\[ \newcommand{\tr}{\Rightarrow} \newcommand{\trs}{\tr^{\!\ast}} \newcommand{\rlnm}[1]{\mathsf{(#1)}} \newcommand{\rred}[1]{\xrightarrow{#1}} \newcommand{\rreds}[1]{\mathrel{\xrightarrow{#1}\!\!^*}} \newcommand{\cl}{\mathsf{Cl}} \newcommand{\pow}{\mathcal{P}} \newcommand{\matches}{\mathrel{\mathsf{matches}}} \newcommand{\kw}[1]{\mathsf{#1}} \newcommand{\andop}{\mathrel{\&\!\&}} \newcommand{\orop}{\mathrel{\|}} \newcommand{\ff}{\mathsf{false}} \newcommand{\tt}{\mathsf{true}} \newcommand{\abra}[1]{\langle #1 \rangle} \newcommand{\bnfnt}[1]{\abra{\small \textsf{#1}}} \newcommand{\llbracket}{[\![} \newcommand{\rrbracket}{]\!]} \newcommand{\first}{\mathsf{First}} \newcommand{\nullable}{\mathsf{Nullable}} \newcommand{\follow}{\mathsf{Follow}} \newcommand{\tm}[1]{\mathsf{#1}} \]

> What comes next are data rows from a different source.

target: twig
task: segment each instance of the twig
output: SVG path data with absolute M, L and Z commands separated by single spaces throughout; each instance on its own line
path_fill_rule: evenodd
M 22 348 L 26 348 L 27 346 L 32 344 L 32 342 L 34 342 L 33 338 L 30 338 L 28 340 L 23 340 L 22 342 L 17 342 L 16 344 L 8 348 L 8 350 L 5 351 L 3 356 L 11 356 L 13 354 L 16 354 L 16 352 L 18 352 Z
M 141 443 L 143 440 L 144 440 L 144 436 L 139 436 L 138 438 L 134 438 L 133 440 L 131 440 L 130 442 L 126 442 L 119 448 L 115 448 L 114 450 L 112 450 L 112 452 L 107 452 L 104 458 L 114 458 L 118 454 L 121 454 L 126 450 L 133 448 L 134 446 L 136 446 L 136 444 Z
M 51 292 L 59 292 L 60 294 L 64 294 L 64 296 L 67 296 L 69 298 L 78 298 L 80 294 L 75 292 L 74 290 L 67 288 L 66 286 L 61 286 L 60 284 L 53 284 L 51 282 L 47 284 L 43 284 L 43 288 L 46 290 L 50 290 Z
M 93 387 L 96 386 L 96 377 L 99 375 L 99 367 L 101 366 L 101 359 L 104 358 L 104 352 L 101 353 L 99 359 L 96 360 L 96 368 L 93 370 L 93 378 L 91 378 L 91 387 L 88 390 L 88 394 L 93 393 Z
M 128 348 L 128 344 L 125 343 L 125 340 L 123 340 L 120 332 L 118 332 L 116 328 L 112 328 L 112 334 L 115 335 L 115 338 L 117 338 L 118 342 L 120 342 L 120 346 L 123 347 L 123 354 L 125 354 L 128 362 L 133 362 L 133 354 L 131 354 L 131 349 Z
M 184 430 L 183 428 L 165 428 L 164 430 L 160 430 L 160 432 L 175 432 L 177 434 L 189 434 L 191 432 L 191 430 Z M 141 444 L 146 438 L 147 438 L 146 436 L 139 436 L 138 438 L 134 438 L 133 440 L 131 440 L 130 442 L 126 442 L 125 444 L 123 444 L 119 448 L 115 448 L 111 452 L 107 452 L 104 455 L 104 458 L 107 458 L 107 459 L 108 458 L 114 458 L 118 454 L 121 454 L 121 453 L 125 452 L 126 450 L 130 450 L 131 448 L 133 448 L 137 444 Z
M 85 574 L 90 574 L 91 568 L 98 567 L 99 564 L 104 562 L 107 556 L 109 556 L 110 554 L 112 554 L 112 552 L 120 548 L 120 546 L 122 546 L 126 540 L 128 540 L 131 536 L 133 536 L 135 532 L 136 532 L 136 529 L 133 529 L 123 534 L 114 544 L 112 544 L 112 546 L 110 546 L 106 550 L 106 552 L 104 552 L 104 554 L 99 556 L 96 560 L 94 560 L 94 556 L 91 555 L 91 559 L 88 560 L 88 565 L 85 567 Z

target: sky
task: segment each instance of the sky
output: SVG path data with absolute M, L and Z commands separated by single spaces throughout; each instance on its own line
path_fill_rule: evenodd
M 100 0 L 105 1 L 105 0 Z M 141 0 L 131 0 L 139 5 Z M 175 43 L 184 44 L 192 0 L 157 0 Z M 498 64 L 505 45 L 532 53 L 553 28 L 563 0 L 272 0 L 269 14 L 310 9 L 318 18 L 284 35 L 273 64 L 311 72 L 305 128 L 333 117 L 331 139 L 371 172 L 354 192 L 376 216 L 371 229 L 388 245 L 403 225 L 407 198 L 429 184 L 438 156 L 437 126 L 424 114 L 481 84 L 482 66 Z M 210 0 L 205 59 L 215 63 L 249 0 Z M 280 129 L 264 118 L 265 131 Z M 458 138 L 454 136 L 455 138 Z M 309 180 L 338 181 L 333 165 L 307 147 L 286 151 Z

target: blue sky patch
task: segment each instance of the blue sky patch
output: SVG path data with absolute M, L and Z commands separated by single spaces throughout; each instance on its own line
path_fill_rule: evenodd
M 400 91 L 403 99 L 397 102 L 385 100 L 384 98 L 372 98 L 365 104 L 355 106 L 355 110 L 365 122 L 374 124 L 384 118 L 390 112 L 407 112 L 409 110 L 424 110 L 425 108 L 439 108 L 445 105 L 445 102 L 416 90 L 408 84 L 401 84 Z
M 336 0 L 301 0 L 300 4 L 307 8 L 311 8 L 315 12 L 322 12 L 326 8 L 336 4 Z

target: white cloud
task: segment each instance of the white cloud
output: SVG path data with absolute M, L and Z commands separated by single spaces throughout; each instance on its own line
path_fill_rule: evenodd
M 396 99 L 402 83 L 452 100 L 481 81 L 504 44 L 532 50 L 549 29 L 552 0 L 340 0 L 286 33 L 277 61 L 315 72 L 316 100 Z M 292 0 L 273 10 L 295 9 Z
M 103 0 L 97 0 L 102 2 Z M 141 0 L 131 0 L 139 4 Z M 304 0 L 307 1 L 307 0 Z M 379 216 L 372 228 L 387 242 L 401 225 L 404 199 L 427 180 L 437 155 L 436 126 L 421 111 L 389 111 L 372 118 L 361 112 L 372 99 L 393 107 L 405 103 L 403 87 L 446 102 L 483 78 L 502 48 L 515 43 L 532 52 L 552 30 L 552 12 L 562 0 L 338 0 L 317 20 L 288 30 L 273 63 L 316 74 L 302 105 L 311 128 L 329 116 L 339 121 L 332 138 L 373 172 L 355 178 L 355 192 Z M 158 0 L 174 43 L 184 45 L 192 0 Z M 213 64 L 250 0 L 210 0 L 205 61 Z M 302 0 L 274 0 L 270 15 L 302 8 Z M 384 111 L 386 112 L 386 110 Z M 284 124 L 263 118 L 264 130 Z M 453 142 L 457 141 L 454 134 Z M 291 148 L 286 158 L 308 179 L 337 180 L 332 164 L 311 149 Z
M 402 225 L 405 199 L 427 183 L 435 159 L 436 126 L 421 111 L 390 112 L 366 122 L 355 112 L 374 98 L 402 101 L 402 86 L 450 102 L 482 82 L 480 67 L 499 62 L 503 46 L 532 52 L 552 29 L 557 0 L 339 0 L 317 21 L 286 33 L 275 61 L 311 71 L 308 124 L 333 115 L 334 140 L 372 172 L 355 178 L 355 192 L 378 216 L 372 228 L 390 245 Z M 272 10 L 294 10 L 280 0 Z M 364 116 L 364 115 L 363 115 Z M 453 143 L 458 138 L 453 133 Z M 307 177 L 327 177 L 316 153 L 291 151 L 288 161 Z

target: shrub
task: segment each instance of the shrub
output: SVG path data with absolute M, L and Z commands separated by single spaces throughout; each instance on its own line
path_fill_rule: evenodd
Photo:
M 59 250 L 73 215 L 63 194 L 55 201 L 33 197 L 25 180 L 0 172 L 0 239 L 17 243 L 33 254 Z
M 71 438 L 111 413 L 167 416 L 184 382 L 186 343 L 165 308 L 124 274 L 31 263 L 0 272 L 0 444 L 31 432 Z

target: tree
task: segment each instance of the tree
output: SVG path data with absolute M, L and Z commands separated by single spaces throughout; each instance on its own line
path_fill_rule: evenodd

The one-step derivation relation is a binary relation on sentential forms with two sentential forms $\alpha$ and $\beta$ related, written \(\alpha \to \beta\), just if $\alpha$ is of shape $\alpha_1 X \alpha_2$ and there is a production rule $X \longrightarrow \gamma$ and $\beta$ is exactly $\alpha_1 \gamma \alpha_2$.

We write $\alpha \to^* \beta$, and say $\beta$ is derivable from $\alpha$ (or $\alpha$ derives $\beta$) just if $\beta$ can be derived from $\alpha$ in any (finite) number of steps, including zero steps.

Finally, we say that a word $w$ over $\Sigma$ is in the language of a grammar $(\Sigma,\mathcal{N},\mathcal{R},S)$ just if $S \to^* w$.